VIENNA (AP) — Talks over Iran's nuclear program are making little headway, with Tehran resisting U.S.-led efforts to crimp activities that could be turned toward making weapons, diplomats said Monday.
As negotiations move closer to a July 20 target date for a deal, both sides are trying to plug holes in a sketchy draft agreement.
Five days into the latest round of talks between Iran and six global powers, two diplomats told The Associated Press that there is still a disagreement on the constraints Iran is ready to accept in exchange for a full end to the sanctions stifling its economy. The diplomats demanded anonymity because they are not authorized to discuss the confidential negotiations.
Tehran's resistance was underscored late Monday when Iran's supreme leader Ayatollah Ali Khamenei rejected pressure by the U.S. and its allies at the Vienna talks to force Iran into making concessions He said the Islamic republic would not give in to attempts by the West to greatly restrict its uranium enrichment program.
Khamenei told top officials that the country should plan as if sanctions will remain in place so that Iran will be immune to outside threats.
Khamenei said in a state television broadcast that the U.S. goal at the nuclear talks is to convince Iran to limit its uranium enrichment capacity to 10,000 Separative Work Units (SWUs) while Tehran needs at least 190,000 SWUs.
The biggest hurdle remains uranium enrichment, a process that can make reactor fuel or the core of a nuclear weapon depending on the grade of material produced. Iran, which insists it does not want such arms, now has nearly 20,000 centrifuges either on standby or churning out reactor-grade fuel.
Tehran has long demanded that it be allowed to run up to 50,000 centrifuges to power its one existing nuclear reactor, and the two diplomats said Monday's expert talks began with no formal change in that position.

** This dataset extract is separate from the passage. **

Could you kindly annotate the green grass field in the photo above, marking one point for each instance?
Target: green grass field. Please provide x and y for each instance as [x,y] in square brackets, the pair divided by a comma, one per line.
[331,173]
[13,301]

The United States wants no more than a small fraction of that number. Its strongest backers at the negotiating table are Britain, France and Germany, with Russia and China leaning to agreeing on any deal acceptable to Tehran and Washington.
Khamenei said Iran is prepared to give guarantees that it won't weaponize its nuclear program but said the U.S., which has a record of using nuclear weapons during World War II, has no right to be worried about it.
The diplomats said there's still disagreement over how to minimize proliferation dangers from a nearly built reactor that would produce substantial amounts of plutonium — like enriched uranium, a potential pathway to nuclear arms.
In addition, Iran is resisting pressure to turn a uranium enrichment site dug into a mountain as protection against air attack to another use, they said. Differences also exist over the length of any agreement placing limits on Tehran's nuclear activities.
Khamenei rejected demands from the West that Iran shut down the underground Fordo enrichment site.
"On the Fordo facility, they say it should be shut down because it is not accessible and cannot be damaged. This is laughable," Kahmenei said. "We are sure our negotiating team won't agree that the rights of the country and the nation's dignity be encroached," he said.
Khamenei said "military threats" and "sanctions" are two instruments used by the U.S. to pressure Iran, but insisted that such tactics would not force Iran to give in.
"Sanctions must be thwarted through struggles in the field of resistance economy. And military threats are just words since it's not affordable," he said. "Economic planning should take this assumption that the enemy won't reduce sanctions one iota. Don't let the enemy affect your calculations."
Khamenei, however, offered words of strong support for moderate President Hassan Rouhani, whose administration has been accused by hardliners of selling out Iran's nuclear achievements.
"I endorse and support the government and will use everything in my power to back it ... we trust our negotiating team," he said.
Iran and the six-nation group signed an interim deal last November in Geneva that curtailed Iran's enrichment program in return for an easing of some sanctions. Under the historic deal, Tehran stopped enrichment of uranium to 20 percent - which is just steps away from bomb-making grade - in exchange for the easing of some Western sanctions. It has diluted half of its 20 percent enriched uranium into 5 percent and is to turn the remaining half into oxide, which is very difficult to be used for bomb-making materials.